Salesforce data is a rich historical record of critical business activity concerning customers, products, partners, and employee actions. When backed up effectively, it becomes more than just insurance. It becomes the foundation of a strong data management plan and a source of truth for operational and analytic initiatives. 

Follow the guidance below to ensure your backup data is ready for reuse. 

  • Backup Frequency: One of the key factors to consider when backing up data is the frequency (also known as data fidelity). Or, in other words, how much data loss you’re willing to tolerate if the original source gets corrupted. For mission-critical applications, that amount of time (known as RPO – recovery point objective) is shrinking fast. According to ESG Research, more than half of organizations that use Salesforce now expect RPOs to be less than 15 minutes, and nearly 1/4 expect zero minutes. Zero data loss.

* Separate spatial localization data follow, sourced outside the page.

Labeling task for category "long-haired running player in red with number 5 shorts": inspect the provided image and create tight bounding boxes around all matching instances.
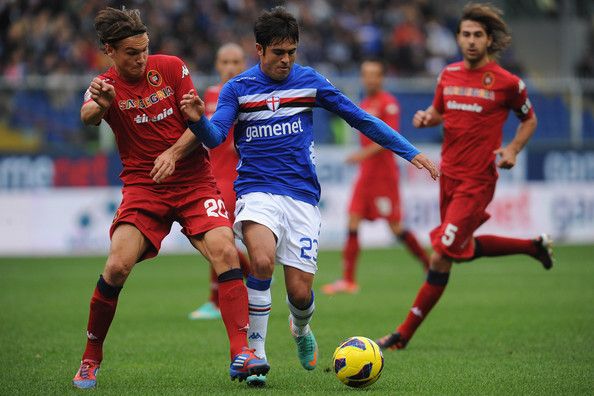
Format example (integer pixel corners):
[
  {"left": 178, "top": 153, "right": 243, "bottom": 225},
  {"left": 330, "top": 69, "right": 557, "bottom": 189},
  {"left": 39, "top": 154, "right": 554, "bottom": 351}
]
[{"left": 378, "top": 4, "right": 553, "bottom": 349}]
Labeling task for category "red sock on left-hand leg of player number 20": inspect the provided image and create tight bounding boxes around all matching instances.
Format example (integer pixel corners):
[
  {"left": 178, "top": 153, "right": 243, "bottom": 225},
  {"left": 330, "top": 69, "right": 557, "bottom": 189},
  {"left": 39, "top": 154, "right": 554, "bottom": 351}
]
[{"left": 82, "top": 276, "right": 122, "bottom": 362}]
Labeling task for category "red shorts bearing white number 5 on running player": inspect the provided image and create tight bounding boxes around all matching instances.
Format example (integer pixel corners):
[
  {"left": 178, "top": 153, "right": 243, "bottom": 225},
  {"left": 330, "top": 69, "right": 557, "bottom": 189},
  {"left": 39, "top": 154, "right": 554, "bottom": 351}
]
[{"left": 429, "top": 175, "right": 495, "bottom": 259}]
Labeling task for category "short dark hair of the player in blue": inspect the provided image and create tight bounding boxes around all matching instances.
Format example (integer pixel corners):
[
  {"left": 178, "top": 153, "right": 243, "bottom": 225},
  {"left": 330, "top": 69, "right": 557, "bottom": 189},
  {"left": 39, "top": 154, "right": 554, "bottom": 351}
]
[{"left": 254, "top": 6, "right": 299, "bottom": 50}]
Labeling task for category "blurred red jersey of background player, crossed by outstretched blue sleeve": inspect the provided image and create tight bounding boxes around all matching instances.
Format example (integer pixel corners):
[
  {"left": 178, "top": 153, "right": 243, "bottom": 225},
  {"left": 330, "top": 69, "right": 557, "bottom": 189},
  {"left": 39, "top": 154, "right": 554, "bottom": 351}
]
[{"left": 359, "top": 91, "right": 400, "bottom": 183}]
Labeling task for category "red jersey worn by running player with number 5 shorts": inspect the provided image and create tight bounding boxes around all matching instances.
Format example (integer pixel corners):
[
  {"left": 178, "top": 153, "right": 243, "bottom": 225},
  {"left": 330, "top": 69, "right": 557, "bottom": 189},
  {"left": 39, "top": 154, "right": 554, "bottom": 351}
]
[{"left": 433, "top": 62, "right": 534, "bottom": 182}]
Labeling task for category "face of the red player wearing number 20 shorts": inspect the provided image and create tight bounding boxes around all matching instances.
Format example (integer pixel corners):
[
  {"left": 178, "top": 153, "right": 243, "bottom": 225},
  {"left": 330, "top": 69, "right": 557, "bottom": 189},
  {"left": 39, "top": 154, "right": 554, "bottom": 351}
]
[{"left": 106, "top": 33, "right": 149, "bottom": 81}]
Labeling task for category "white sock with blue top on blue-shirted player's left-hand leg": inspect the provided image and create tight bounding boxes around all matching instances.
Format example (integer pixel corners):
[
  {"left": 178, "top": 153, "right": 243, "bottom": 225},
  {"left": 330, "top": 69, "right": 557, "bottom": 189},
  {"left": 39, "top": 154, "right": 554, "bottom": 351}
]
[{"left": 247, "top": 276, "right": 272, "bottom": 359}]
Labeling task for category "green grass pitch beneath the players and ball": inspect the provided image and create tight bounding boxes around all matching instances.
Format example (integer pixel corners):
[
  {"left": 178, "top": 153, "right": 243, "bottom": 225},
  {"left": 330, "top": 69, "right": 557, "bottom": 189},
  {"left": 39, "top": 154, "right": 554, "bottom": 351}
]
[{"left": 0, "top": 245, "right": 594, "bottom": 395}]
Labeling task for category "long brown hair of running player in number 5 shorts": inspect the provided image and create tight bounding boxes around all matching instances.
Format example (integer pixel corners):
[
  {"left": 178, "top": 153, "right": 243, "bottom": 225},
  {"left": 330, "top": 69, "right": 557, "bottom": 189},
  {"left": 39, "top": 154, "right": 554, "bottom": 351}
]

    Why is this trending so low? One obvious reason is disaster recovery. Organizations want to capture as much data as possible as often as possible — including changes made to that data — in the event of service failure or data corruption. The other reason is data reuse. Automatically backing up data at a high frequency results in comprehensive data that paints a full and accurate picture. It makes that data an invaluable source for business users to tap. 
  • Backup Location:  Where your Salesforce backup data lives is critical to whether business users can depend on it being readily available. If you back it up using a third-party vendor, ensure the data doesn’t reside in that vendor’s infrastructure. If it does, you’ll have the same accessibility challenges as when it resided in Salesforce.com. In addition, the risk of security breaches and data corruption increases along with the increased number of touchpoints your data makes on its way from Salesforce to you. 
  • Data Ownership: Best practice is to backup data directly into your own cloud data lake. When it’s in the AWS S3, Azure, or GCP cloud instance that your company owns, there’s no need for ETL or API headaches. There’s also no waiting on backup vendors to provide the data that your users need. You also eliminate data silos and enable people throughout your enterprise to easily and safely access it. And just as important, you have total control over who can access that data and track where they copied it. 

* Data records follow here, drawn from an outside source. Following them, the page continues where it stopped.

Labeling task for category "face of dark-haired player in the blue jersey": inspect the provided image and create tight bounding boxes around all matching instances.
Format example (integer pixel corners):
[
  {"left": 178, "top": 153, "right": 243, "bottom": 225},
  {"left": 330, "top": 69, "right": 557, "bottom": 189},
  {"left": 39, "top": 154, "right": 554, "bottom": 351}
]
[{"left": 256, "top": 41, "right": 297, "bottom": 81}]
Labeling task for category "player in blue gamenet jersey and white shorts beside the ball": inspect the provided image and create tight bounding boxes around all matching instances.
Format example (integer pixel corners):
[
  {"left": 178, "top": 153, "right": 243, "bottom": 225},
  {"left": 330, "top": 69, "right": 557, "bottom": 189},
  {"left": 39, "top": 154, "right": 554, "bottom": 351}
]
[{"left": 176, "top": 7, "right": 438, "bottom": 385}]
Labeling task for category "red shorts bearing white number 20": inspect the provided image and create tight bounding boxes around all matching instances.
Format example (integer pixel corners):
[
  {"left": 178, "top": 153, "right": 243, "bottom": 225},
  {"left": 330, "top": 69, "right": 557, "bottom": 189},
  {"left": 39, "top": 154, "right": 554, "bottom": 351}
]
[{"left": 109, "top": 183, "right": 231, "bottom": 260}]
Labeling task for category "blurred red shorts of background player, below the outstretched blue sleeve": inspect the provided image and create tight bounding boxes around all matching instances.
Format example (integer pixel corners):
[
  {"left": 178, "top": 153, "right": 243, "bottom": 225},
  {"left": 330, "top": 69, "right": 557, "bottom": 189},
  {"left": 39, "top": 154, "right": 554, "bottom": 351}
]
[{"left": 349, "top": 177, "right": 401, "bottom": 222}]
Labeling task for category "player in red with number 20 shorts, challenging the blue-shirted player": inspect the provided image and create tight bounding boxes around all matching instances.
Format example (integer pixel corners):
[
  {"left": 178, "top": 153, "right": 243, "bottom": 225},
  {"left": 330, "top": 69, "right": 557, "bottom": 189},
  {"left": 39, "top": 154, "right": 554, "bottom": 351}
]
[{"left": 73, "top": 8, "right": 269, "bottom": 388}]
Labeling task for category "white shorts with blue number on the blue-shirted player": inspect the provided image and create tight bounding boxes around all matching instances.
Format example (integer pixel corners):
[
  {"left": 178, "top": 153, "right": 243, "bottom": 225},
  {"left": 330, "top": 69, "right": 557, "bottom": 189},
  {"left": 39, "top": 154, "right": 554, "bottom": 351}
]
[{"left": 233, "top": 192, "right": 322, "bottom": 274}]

    By keeping your backup data in your own cloud instance, you’re essentially turning traditionally cold data into hot, production data that can be easily and quickly accessed.

    If cloud app data is stored in a universally understood format, like Parquet, this data can be seamlessly streamed from your data lake into popular analytics and data warehousing tools. Tools such as Tableau, Amazon AWS (Redshift, QuickSight, SageMaker), Microsoft Azure (Power BI, Analysis Services), Snowflake, among many others, can enable your data teams to unlock actionable insights faster. 
  • Digital Chain of Custody: When you capture and retain all changes made to your Salesforce data, make sure you also capture information about who made them. This includes who they are and where they were located, their IP address, the device used to access data, and so on. This enables the granular traceability you need to maintain a digital chain of custody for compliance and security purposes.